同一时间,燕王世子带护卫于宫门而出的消息很快传到了绣衣使统领司马申屠的耳中。
“来人,增派第六小队所有银卫前去支援紫墨金卫。”
“诺。”
而司马申屠则是立刻赶往德政殿,将这件事报告给了天衍皇帝。
……
唐傲云现在心情极好,蓝田郡守陈子冲不仅识时务,而且事情也办得漂亮。
按照目前的局势,他一口吞了蓝田玉矿,甚至以此胁迫那位他垂涎已久的江湖美人榜榜首的苏小小都是有可能的。
至于苏家的人今天跑到京兆府去告状的事情,他也一早就知道了,不过等到京兆府受理,出动人员去调查的时候,案子恐怕早就被陈子冲做成了铁案。
到时候他只要先将黑旗山庄的金矿开采提炼业务暂停一下,等过了这阵风头,玉矿,黄金、美人就都是他的了。
想到了这里,他顿时精力充沛,抱起怀中的飞花阁头牌飞燕姑娘再次翻云覆雨起来。
他不知道一场灭顶之灾正朝着他倾覆而来。
苏家玉矿上的人也是彻夜难眠,毕竟家里有伤员,没有伤也被官府带了一部分,剩下多是一些老弱妇孺,而且作为大家主心骨的苏小姐也被官府扣押了。

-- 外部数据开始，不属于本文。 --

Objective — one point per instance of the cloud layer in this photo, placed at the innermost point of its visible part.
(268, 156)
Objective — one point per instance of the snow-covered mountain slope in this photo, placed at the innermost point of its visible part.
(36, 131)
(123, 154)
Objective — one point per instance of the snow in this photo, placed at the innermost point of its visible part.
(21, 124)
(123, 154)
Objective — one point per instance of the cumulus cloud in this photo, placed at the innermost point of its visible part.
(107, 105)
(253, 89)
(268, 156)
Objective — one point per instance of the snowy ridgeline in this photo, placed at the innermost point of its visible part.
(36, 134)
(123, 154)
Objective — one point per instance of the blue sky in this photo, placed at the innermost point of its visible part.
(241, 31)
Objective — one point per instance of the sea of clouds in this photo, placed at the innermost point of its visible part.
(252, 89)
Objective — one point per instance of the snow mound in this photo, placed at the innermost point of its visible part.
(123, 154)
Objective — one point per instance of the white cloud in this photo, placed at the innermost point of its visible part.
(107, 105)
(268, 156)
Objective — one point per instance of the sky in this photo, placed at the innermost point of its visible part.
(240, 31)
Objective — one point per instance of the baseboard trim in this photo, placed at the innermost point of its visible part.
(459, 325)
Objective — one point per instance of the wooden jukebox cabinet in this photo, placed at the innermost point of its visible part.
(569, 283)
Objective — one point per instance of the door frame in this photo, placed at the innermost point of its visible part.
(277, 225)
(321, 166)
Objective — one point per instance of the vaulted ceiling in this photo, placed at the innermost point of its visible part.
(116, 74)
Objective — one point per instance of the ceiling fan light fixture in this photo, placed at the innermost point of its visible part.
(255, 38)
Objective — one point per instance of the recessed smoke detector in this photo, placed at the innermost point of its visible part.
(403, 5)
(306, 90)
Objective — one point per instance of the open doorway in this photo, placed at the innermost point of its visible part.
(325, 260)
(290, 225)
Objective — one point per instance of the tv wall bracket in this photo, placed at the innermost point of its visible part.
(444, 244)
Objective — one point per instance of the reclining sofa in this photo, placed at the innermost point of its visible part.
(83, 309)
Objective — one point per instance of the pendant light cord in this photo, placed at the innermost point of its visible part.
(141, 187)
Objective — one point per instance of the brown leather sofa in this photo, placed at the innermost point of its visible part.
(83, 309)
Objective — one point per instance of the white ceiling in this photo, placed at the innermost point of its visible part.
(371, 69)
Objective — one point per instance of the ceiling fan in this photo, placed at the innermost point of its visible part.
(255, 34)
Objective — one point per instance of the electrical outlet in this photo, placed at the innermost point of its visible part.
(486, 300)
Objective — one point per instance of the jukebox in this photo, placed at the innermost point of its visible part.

萧风来的时候,刘毅还在跟矿场的秦先生讨论关于白天在黑棋山庄采集土样的结果。
结果很不理想,四周似乎被人刻意清理过一样,一点发现都没有。
如此一来刘毅决定了明天去蓝田郡守扛下所有的罪名,换苏小小自由。
正想着,苏小小留下的苏家护卫来报,苏月儿回来了。刘毅急急忙忙地迎了出来。
只见来人不止苏月儿一个,还有一个气宇轩昂,但是略显疲惫的年轻人,身后跟着十个护卫,牵着一看就是良种的战马,整齐划一的站在后面,浑身上下无不透露着行伍的气息。
刘毅心想此人究竟是谁?
虽然只是半日的路程,等到萧风赶到苏家蓝田玉矿的时候已经是子时时分。
这一路快马加鞭,萧风的身子骨还是有些吃不消,以前上马提枪定乾坤的燕王世子,现在下了马双腿都有些颤抖,只是他强撑着而已。
苏月儿现在一点都不怕了,仿佛就像那次被山匪围困,萧风从天而降一般,有他在,小姐一定不会有事。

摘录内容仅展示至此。